O homem não só muda o seu mundo externo como simultaneamente se transforma
de maneira autoconsciente pelo seu trabalho. A nível individual, ao optar pela
sobrevivência opta pelo trabalho. A nível de espécie, o homem se fez homem ao
transformar o mundo pelo seu trabalho. Como a Psicologia busca a compreensão do
homem, ao menosprezar o papel do trabalho na proposição dos conceitos psicológicos
acaba se distanciando do seu objeto de estudo. Um dos conceitos que merece reflexão é o
de aptidão pois “no desempenho do fazer, na ação concreta do trabalho , o homem domina
o trabalho e a si mesmo, constrói sua natureza humana e constrói novas formas de agir
sobre a natureza, constrói novas aptidões, portanto” (Paulon, 1988, p.9).
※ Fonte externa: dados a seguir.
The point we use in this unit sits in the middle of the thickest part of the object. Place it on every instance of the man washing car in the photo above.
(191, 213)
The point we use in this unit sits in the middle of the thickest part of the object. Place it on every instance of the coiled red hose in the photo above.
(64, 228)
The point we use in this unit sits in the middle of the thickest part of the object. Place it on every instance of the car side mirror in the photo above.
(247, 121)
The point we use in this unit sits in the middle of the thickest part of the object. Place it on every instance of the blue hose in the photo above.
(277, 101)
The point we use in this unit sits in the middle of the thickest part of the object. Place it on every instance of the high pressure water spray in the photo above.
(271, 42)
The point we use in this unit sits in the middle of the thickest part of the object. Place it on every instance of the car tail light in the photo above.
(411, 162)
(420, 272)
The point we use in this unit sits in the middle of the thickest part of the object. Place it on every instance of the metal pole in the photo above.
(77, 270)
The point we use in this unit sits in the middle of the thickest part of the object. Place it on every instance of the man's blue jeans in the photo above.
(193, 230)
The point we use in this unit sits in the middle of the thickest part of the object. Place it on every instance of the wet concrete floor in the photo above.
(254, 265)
Assim, aptidão é
algo que se transforma da mesma forma que o homem se transforma pelo trabalho e quanto
a reflexão sobre este conceito pode sugerir um novo fazer psicológico na área a que se
refere este trabalho.
No entanto, aproveitando o que dizia Bakunin (apud Toledo, 1982, p.78) “o trabalho
não se converte em trabalho propriamente humano a não ser quando começa a servir para a
satisfação não só das necessidades físicas, e fatalmente circunscritas à vida animal, como
também do ser social, que tende a conquistar e realizar plenamente a sua liberdade (...)”.
Não se pode negar as limitações decorrentes do invólucro ideológico dos regimes, seja
quando expresso pelos previlégios econômicos e manipulação consumista, no caso do
capitalismo chamado selvagem, seja quando expresso pelas ortodoxias esteritipadas da
ideologia do socialismo autoritário.
Sem pretender um discurso ideológico, mas também sem negar uma ideologia, o
que proponho é o resgate do paradigma trabalho na compreensão do homem, tão esquecido
pela Psicologia. Codo (1984) se refere a esta escassez quando aponta que encontra apenas
10 páginas a respeito em um manual de 5 volumes que percorre todas as áreas da
Psicologia.
O que proponho é o paradigma trabalho, o resgate do significado de alguns
conceitos psicológicos à luz deste paradigma e uma conseqüente práxis, palavra usada para
representar uma interação, retratar a própria dinâmica do processo de aprendizagem, na
qual o homem utiliza-se da experiência e teorias adquiridas anteriormente, ao mesmo
tempo em que cria novas formas de intervenção a partir da experiência.
Se o trabalho sempre foi uma maneira de subjetivar o mundo, transformá-lo à nossa
imagem e semelhança, portanto, objetivarmo-nos.
Se o trabalho enquanto modo de produção da existência humana exigiu do homem a
convivência em grupo, o desenvolvimento da linguagem e a divisão do trabalho.
Por que não “psicologia do trabalho”?